Tell us a little bit about what you do at work.
I am leading a team that provides first-level IT technical support to various FairPrice stores and perform other daily IT operational tasks as assigned. I also work with technology vendors to facilitate purchase, repair and maintenance of computers and other IT equipment; as well as undertake other tasks assigned by the assistant director (IT Operations).
How did you get into union work and how has the experience been so far?
The Branch Secretary of NTUC FairPrice Union Branch Committee Yeo Soon Hock approached me one day to have a chat over a cup of coffee at our office canteen. He asked me if I was interested to serve as a union branch committee member for NTUC FairPrice Union Branch. I asked about the level of commitment required as I was very new to the union, not knowing what it does. He told me not to worry too much about the level of commitment but to try it out and learn the ropes along the way.
The experience has been enriching so far as many opportunities for exposure have been given to me. I have a better understanding of how the Labour Movement in Singapore plays its role through dialogue with policymakers. This also introduced me to the concept of Tripartism, which has contributed significantly to the success of Singapore today.
The most rewarding moments in this journey have been the ability to help union members encountering difficulties at work or when they had workplace grievances. The appreciation and trust you get at the end of it is priceless.
Tell us about your involvement with Young NTUC.
I have been involved in Young NTUC since 2012, first as a Committee Member under Service Sector and then elected as the Chairperson of Service Sector in 2017. Over the years, there have been a few memorable experiences through the events and programmes that I have been involved in. Examples include RUN350, Young NTUC Celebrates National Day, U Heart, LIT Xchange and Project Refresh. Each of these has allowed me to interact with different people from all walks of life and at the same time, gather valuable insights.

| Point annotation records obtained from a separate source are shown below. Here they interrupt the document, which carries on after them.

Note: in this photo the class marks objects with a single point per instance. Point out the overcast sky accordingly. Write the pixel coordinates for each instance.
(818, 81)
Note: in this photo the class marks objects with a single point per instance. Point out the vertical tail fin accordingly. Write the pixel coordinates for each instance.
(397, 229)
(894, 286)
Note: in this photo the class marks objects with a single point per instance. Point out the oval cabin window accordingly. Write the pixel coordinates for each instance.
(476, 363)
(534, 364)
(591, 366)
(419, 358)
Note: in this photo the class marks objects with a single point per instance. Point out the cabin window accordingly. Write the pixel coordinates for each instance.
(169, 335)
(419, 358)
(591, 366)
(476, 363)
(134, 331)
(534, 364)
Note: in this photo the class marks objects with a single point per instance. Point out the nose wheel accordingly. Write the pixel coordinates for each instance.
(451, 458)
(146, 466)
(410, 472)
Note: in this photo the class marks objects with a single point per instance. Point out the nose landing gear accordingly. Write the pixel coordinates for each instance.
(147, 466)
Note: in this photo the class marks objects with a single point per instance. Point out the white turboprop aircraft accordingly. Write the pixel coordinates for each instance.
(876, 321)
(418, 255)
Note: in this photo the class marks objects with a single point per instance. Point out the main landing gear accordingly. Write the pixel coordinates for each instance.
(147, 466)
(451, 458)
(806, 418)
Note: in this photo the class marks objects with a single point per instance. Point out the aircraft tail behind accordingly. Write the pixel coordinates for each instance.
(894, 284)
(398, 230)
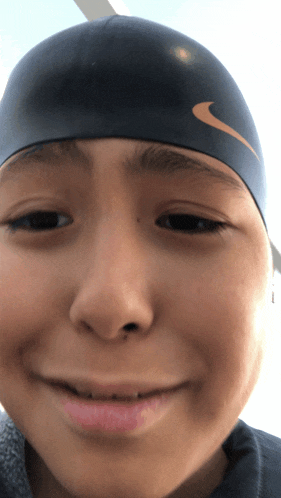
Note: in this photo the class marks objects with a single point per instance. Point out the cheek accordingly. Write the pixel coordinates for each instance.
(220, 307)
(28, 295)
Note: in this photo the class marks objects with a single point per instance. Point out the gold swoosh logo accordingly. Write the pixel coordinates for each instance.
(202, 112)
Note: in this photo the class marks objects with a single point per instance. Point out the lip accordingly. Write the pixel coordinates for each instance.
(112, 417)
(109, 389)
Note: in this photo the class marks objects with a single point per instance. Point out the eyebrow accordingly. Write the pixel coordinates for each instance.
(155, 159)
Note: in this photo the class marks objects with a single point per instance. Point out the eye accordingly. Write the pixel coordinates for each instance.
(190, 224)
(38, 221)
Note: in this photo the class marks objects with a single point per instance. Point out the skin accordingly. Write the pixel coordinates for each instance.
(200, 303)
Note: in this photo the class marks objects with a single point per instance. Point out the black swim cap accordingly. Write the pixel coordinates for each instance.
(122, 76)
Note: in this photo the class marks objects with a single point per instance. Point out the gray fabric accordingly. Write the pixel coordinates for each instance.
(12, 461)
(254, 469)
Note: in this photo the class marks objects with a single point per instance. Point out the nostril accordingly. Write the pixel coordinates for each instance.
(130, 326)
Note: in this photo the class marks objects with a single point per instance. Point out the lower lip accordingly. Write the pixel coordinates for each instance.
(115, 416)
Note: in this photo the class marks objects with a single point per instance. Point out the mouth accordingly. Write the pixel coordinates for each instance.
(134, 397)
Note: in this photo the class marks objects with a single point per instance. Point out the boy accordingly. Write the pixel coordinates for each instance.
(136, 271)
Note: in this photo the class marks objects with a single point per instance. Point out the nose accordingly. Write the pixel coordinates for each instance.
(113, 289)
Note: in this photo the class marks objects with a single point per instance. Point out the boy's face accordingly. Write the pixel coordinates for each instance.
(199, 303)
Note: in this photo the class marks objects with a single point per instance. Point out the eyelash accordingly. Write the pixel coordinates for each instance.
(214, 226)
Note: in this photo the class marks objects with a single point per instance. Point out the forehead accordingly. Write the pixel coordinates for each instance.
(137, 157)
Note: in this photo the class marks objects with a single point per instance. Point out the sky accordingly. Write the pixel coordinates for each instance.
(245, 36)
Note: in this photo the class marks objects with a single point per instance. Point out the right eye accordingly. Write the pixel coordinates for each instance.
(189, 224)
(38, 221)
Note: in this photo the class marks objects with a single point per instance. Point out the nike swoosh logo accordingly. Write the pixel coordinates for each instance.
(202, 112)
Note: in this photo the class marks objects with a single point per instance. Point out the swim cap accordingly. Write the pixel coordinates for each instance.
(120, 76)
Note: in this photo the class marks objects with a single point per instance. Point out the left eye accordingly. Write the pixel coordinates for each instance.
(39, 220)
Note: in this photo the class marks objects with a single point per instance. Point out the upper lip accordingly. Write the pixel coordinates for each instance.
(122, 389)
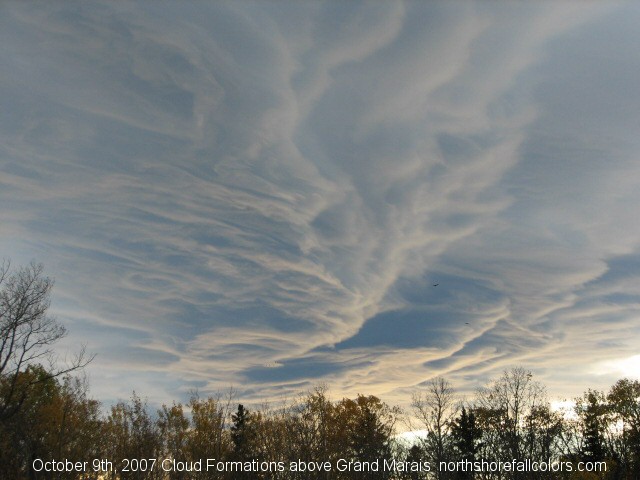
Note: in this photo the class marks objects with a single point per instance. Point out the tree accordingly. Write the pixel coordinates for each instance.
(624, 405)
(592, 410)
(56, 420)
(435, 408)
(27, 334)
(466, 437)
(370, 425)
(503, 408)
(174, 433)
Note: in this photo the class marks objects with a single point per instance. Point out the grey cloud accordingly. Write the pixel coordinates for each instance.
(236, 185)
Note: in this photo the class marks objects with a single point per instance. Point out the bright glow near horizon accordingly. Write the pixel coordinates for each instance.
(263, 194)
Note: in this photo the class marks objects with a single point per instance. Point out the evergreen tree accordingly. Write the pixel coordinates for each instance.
(240, 433)
(466, 436)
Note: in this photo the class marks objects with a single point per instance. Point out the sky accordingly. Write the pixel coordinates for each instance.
(262, 195)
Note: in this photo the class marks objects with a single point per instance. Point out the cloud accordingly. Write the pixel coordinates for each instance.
(247, 194)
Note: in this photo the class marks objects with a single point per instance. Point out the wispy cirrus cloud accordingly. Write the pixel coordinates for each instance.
(248, 194)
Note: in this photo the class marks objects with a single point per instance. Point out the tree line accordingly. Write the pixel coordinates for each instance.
(46, 413)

What is the one thing that motivates you?
That would be the opportunity to learn new things and coming up with creative ideas to improve something. I know this is very broad but it can be applied to many scenarios.
How do you combine your personal life with work and your role as a union leader?

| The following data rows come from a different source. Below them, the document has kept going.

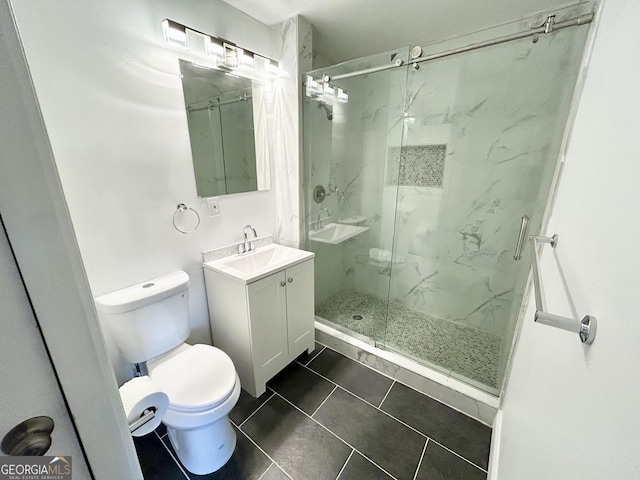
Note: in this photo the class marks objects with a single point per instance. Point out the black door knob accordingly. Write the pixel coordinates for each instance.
(31, 437)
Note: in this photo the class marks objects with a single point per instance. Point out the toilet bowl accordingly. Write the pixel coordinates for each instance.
(149, 322)
(203, 387)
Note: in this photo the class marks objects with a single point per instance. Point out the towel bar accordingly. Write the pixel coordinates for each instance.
(585, 328)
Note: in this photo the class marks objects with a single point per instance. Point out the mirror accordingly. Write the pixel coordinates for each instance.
(227, 129)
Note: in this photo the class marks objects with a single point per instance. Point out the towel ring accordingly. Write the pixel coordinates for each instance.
(181, 208)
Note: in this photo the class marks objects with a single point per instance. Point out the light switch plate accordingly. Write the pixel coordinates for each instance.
(214, 206)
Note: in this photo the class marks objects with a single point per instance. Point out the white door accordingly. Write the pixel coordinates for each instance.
(300, 314)
(268, 314)
(29, 386)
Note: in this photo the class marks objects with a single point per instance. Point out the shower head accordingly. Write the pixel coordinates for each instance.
(327, 109)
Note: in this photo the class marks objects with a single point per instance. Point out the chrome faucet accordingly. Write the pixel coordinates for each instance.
(247, 246)
(319, 221)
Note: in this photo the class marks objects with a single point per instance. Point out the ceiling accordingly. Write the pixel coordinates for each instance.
(348, 29)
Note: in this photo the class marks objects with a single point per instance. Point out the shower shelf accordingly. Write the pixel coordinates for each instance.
(585, 328)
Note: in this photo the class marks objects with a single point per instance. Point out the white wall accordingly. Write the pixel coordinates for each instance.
(112, 101)
(571, 411)
(37, 223)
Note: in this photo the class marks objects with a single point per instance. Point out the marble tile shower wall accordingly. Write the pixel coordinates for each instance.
(501, 118)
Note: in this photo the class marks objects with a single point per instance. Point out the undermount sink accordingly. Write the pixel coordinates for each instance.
(260, 263)
(336, 233)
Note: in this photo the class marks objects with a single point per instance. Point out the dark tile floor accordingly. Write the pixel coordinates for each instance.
(328, 417)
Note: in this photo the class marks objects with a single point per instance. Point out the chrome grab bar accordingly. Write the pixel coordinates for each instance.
(585, 328)
(521, 237)
(146, 416)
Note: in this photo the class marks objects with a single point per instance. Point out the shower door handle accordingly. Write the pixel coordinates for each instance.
(522, 236)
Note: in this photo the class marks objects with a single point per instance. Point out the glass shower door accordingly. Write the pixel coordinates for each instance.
(482, 134)
(347, 140)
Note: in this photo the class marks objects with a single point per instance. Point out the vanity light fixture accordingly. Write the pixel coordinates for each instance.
(214, 47)
(175, 34)
(245, 59)
(342, 96)
(226, 54)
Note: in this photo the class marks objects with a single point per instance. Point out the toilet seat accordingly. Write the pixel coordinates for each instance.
(196, 378)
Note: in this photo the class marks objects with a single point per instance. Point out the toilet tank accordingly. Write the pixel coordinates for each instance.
(147, 319)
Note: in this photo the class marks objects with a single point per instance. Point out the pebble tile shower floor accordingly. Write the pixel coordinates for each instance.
(328, 417)
(464, 350)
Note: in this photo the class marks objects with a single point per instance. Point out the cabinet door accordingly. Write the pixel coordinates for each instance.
(300, 312)
(268, 314)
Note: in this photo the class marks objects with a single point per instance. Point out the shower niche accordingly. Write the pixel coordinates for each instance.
(441, 162)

Honestly, it is difficult to strike a balance between personal life, work and the role of a union leader. Just like everyone, I only have 24 hours a day so when I spend more time at work or with the union, my personal life suffers. Nevertheless, family support is very important. I do have a very accommodating wife who helps to manage everything at home when I need to go for union meetings after work or even when there are union activities on weekends.

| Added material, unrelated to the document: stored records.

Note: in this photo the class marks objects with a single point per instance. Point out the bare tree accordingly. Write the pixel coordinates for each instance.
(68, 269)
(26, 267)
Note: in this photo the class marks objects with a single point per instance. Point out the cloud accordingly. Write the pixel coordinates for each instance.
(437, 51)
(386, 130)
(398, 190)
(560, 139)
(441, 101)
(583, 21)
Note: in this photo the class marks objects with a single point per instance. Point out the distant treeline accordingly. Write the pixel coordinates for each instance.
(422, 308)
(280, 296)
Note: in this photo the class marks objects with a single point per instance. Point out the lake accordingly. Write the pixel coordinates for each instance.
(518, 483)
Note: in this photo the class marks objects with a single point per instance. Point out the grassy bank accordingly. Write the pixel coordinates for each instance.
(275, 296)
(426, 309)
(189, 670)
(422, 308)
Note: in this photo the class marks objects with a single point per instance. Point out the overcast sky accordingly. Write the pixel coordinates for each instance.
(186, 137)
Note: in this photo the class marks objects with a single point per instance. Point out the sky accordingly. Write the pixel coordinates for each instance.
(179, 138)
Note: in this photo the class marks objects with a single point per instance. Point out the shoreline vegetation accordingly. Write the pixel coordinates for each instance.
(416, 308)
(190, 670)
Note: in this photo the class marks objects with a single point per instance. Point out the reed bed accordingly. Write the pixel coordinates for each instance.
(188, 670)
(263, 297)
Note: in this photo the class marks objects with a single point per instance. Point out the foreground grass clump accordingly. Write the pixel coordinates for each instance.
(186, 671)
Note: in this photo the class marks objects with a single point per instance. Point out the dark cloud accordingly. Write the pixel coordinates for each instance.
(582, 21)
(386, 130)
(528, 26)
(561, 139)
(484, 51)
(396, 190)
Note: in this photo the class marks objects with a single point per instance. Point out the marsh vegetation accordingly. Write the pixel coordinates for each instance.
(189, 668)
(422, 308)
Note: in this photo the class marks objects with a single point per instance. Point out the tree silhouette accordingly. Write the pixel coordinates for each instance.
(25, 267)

Is it hard to get youths to take on leadership roles in the union?
The youth today faces different types of challenges at work while the union also faces challenges recruiting youths to serve as union leaders. I always like to illustrate by saying union leaders are the bridge between the union members [employees] and the management as we should understand the ground better. In order not to allow this bridge to collapse, it has to be well supported by the middle management such as the reporting officers, managers and team leaders. Everyone in the organisation plays a part.
What do you think the future will be like for youths here and around the world?
I would say that the youths in Singapore are indeed very fortunate. During the Young NTUC Workplan Seminar, we had the opportunity to visit Manila, Philippines and had a dialogue with SENTRO union leaders and the members from their youth wing known as Alliance of Progressive Labour Youth. From the dialogue, we noticed that they were very focused on industrial bargaining and still believed in strikes. While in Singapore, we recognise that tripartism is important and hence the Government, employers and workers are willing to come together to develop initiatives that will benefit the workers, the business and the economy.
What are the few things in life that make you happy?
It can as simple as knocking off from work on time while I can still see light outside, but most importantly, it is the good relationship with my family and the adequate time spent with them.